The housing measure wasn’t the only one to fall for lack of time. Major criminal justice reform bills introduced in the wake of George Floyd’s death never got floor votes. Law enforcement opponents successfully ran out the clock on a bill to decertify police officers who break the rules — ignoring a late lobbying push by celebrities like Kim Kardashian West — and a measure to restrict the use of rubber bullets and tear gas.
Lawmakers did send Gov. Gavin Newsom a police shooting bill that would have the California Department of Justice investigate slayings, rather than local prosecutors — the type of independent investigations that advocates have sought for years. Similar California bills withered in recent years, but in a sign of national momentum this year’s version sailed through easily. And in a reminder of the final night’s chaos, it didn’t even get a debate before final passage.
California also acted to avert a looming eviction avalanche. A little more than 24 hours before a court-ordered evictions halt was set to expire, Newsom signed a bill that would prevent tenants from being evicted through the end of the year if they can come up with 25 percent of their rent. After that, landlords would be able to sue for what they are owed. The stopgap measure satisfied virtually no one, and California is now counting on federal help from a Biden administration.

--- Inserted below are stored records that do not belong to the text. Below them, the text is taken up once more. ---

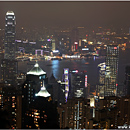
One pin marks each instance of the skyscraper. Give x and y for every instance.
(127, 81)
(9, 64)
(9, 43)
(111, 70)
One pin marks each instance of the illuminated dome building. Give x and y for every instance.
(38, 110)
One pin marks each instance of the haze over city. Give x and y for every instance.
(64, 65)
(86, 13)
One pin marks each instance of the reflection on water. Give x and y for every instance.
(56, 67)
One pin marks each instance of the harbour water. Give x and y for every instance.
(89, 65)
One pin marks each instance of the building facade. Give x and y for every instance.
(111, 70)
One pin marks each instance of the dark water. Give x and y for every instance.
(56, 67)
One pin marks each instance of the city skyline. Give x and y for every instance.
(85, 13)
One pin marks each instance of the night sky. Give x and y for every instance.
(38, 14)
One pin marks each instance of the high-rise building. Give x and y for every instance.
(78, 84)
(75, 113)
(9, 43)
(100, 87)
(127, 81)
(74, 39)
(36, 78)
(111, 70)
(9, 64)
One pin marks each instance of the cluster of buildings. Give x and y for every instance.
(34, 101)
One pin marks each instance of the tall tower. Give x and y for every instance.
(9, 43)
(127, 81)
(9, 65)
(111, 70)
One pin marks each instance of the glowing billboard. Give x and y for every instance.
(86, 81)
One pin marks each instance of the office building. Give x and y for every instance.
(10, 100)
(9, 64)
(35, 79)
(75, 113)
(78, 84)
(127, 81)
(111, 70)
(9, 44)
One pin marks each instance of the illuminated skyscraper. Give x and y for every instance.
(111, 70)
(9, 64)
(9, 35)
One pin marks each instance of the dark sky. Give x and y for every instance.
(67, 13)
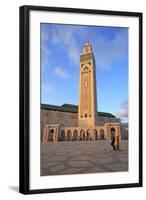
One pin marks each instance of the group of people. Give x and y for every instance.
(115, 143)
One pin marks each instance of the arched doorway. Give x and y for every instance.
(51, 135)
(69, 135)
(88, 135)
(95, 134)
(112, 133)
(102, 134)
(75, 135)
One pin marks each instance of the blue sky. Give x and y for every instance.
(61, 46)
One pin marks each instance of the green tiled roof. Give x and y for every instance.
(70, 108)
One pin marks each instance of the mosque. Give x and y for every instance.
(83, 122)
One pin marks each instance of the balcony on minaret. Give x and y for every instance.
(87, 47)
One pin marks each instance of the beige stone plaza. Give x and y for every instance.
(83, 122)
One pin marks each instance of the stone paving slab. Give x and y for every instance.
(82, 157)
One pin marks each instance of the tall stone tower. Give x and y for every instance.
(87, 112)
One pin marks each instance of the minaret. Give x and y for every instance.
(87, 112)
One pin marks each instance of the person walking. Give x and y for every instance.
(117, 143)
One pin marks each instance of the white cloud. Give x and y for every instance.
(61, 72)
(66, 36)
(46, 87)
(123, 113)
(109, 51)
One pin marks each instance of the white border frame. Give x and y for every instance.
(132, 176)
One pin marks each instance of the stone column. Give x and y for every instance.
(45, 134)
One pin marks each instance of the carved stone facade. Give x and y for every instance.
(83, 122)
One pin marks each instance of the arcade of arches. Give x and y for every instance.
(56, 133)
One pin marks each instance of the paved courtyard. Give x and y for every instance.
(82, 157)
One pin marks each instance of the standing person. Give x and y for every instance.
(113, 142)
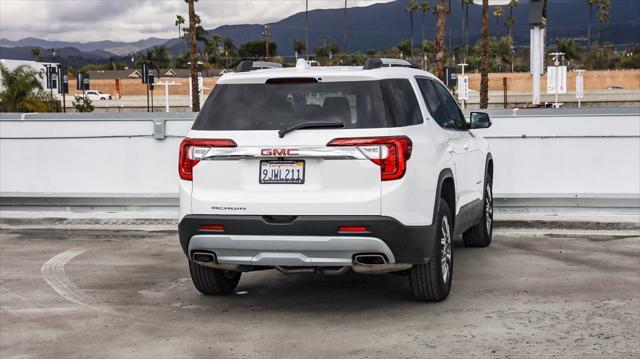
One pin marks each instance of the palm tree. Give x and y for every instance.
(465, 27)
(442, 8)
(603, 14)
(229, 49)
(212, 48)
(21, 90)
(425, 7)
(298, 47)
(590, 3)
(306, 27)
(179, 22)
(510, 23)
(484, 71)
(570, 47)
(411, 8)
(498, 12)
(193, 56)
(35, 52)
(345, 27)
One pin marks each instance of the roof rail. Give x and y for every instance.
(249, 65)
(377, 62)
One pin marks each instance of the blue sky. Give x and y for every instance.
(130, 20)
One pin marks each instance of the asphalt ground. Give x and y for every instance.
(125, 294)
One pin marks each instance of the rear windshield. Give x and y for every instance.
(357, 104)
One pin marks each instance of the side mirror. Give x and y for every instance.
(480, 120)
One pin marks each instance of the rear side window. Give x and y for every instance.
(401, 103)
(271, 106)
(441, 105)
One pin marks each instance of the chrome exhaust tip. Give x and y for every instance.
(203, 257)
(376, 263)
(369, 259)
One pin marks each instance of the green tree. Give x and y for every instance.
(83, 104)
(298, 47)
(411, 8)
(22, 91)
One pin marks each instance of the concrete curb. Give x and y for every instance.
(147, 224)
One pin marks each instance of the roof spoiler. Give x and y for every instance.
(377, 62)
(248, 65)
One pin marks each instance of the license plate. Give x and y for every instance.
(281, 172)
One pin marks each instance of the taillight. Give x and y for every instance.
(193, 149)
(390, 153)
(352, 229)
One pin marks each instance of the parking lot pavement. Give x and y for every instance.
(80, 293)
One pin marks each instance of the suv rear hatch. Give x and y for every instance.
(240, 164)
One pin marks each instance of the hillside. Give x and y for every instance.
(377, 26)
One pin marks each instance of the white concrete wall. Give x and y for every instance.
(538, 154)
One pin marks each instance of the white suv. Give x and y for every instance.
(94, 95)
(328, 169)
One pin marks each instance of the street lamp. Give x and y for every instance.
(266, 32)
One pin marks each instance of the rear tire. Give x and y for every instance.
(211, 281)
(480, 235)
(431, 282)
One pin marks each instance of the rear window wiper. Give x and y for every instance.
(314, 124)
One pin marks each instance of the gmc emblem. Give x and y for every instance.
(279, 152)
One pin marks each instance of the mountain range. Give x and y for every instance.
(372, 27)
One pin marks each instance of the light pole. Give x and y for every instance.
(306, 28)
(556, 73)
(266, 33)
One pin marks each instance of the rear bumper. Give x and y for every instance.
(304, 240)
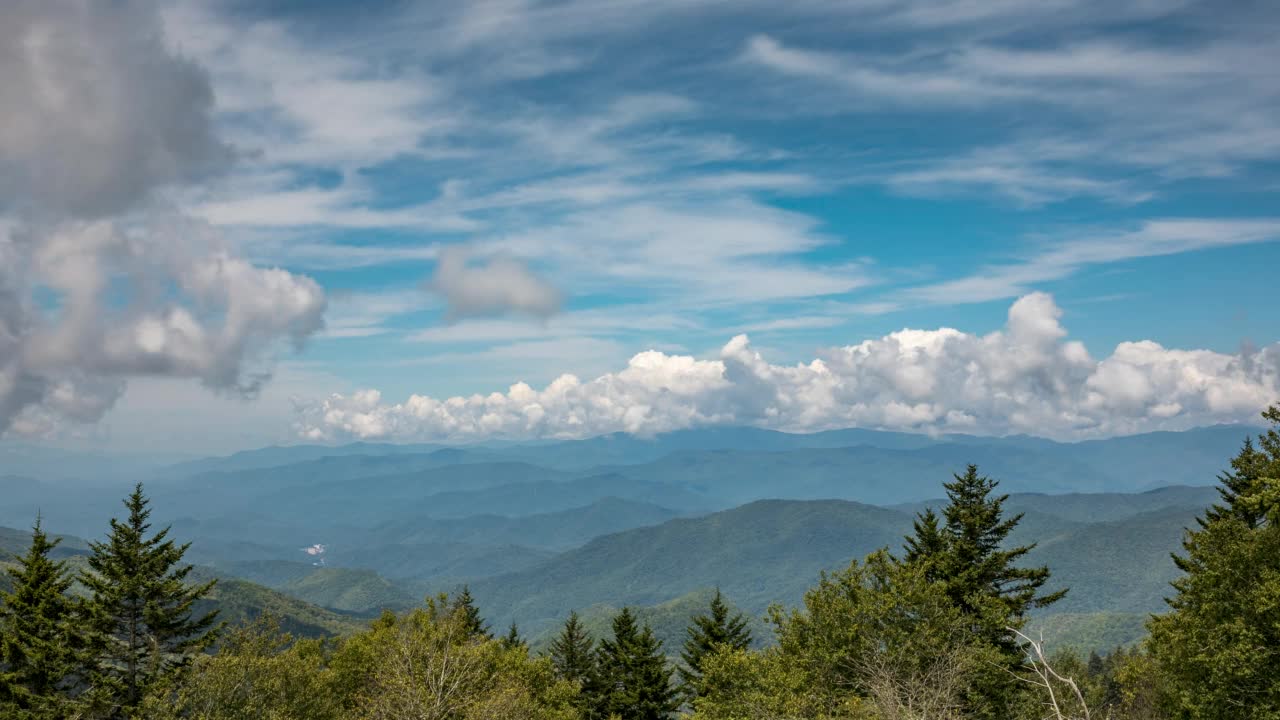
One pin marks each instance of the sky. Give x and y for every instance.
(227, 224)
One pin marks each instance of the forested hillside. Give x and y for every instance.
(816, 609)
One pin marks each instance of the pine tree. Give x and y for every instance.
(471, 619)
(142, 610)
(512, 639)
(40, 642)
(967, 554)
(571, 652)
(1249, 469)
(708, 633)
(927, 541)
(981, 578)
(1219, 647)
(632, 679)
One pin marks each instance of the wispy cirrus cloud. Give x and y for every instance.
(1064, 258)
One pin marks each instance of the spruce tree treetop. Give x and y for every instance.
(471, 619)
(1249, 469)
(974, 561)
(708, 633)
(965, 552)
(571, 652)
(40, 641)
(927, 541)
(1219, 647)
(632, 679)
(142, 609)
(512, 639)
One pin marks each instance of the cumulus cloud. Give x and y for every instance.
(163, 301)
(94, 110)
(492, 287)
(1025, 378)
(96, 114)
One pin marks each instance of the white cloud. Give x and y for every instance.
(1027, 378)
(96, 287)
(190, 310)
(492, 287)
(1064, 258)
(94, 112)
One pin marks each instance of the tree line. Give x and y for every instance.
(932, 632)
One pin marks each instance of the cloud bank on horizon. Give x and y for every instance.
(440, 199)
(1025, 378)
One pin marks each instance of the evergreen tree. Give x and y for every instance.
(632, 680)
(967, 554)
(141, 613)
(512, 639)
(40, 642)
(571, 652)
(708, 633)
(1219, 647)
(927, 542)
(968, 557)
(471, 619)
(1249, 469)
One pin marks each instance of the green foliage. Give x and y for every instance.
(256, 673)
(768, 684)
(708, 633)
(41, 647)
(432, 665)
(1219, 647)
(572, 655)
(141, 611)
(969, 556)
(1089, 632)
(466, 607)
(512, 639)
(631, 677)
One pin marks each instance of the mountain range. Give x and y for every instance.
(539, 529)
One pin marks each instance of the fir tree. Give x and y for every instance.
(708, 633)
(981, 578)
(927, 542)
(571, 652)
(40, 642)
(1219, 647)
(632, 680)
(1249, 469)
(141, 611)
(512, 639)
(967, 554)
(471, 619)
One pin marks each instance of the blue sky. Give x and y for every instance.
(626, 176)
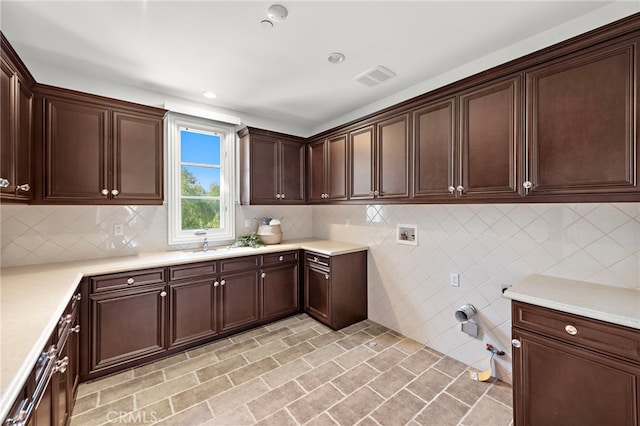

All of that unfurled against a backdrop of hot mics and mounting frustration. Homebound Senate Republicans could repeatedly be heard commenting on the action — one shouted “aw, c’mon” when a colleague switched his vote. “Hear that, honey? She’s appalled,” another sarcastically commented to someone off-screen after another senator’s rebuttal. A third Republican could be clearly seen mouthing a four-letter word as he struggled with the mute button.
The final stretch exposed fractures in how legislative leaders tried to manage governing in a pandemic. The Senate long ago concluded remote voting was constitutionally sound and authorized it, allowing Republicans to participate. The Assembly thought otherwise, worrying about legal challenges invalidating votes — and then Speaker Anthony Rendon faced a backlash for not extending a limited proxy voting system to Wicks, concluding the new mother was not sufficiently at-risk.
Rendon said in an interview Tuesday that Wicks was denied that right because she didn’t meet the terms of a proxy vote system that was written as narrowly as possible to avoid legal challenges. And Rendon said he was “quite worried” about a constitutional complaint invalidating bills the Senate passed with remote votes.
“I think a challenge is inevitable,” Rendon said.
And a rocky finale could lead to some bruised feelings. Republicans revolted against what they called Democratic attempts to silence them; Democrats shot back that Republicans were intentionally stalling. Inter-house animosity intensified as the Senate and the Assembly accused one another of holding bills hostage. As the hour got later and then earlier, the callouts became less subtle.
“Democracy is a team sport,” Sen. Nancy Skinner, a Democrat, tweeted in a thread accusing Republicans of recklessness in contracting the virus and bad faith in how they reacted. “The Legislature is a team sport. One of the teams is acting out and undermining the People’s Business. It’s bad sportsmanship, and it’s wrong.”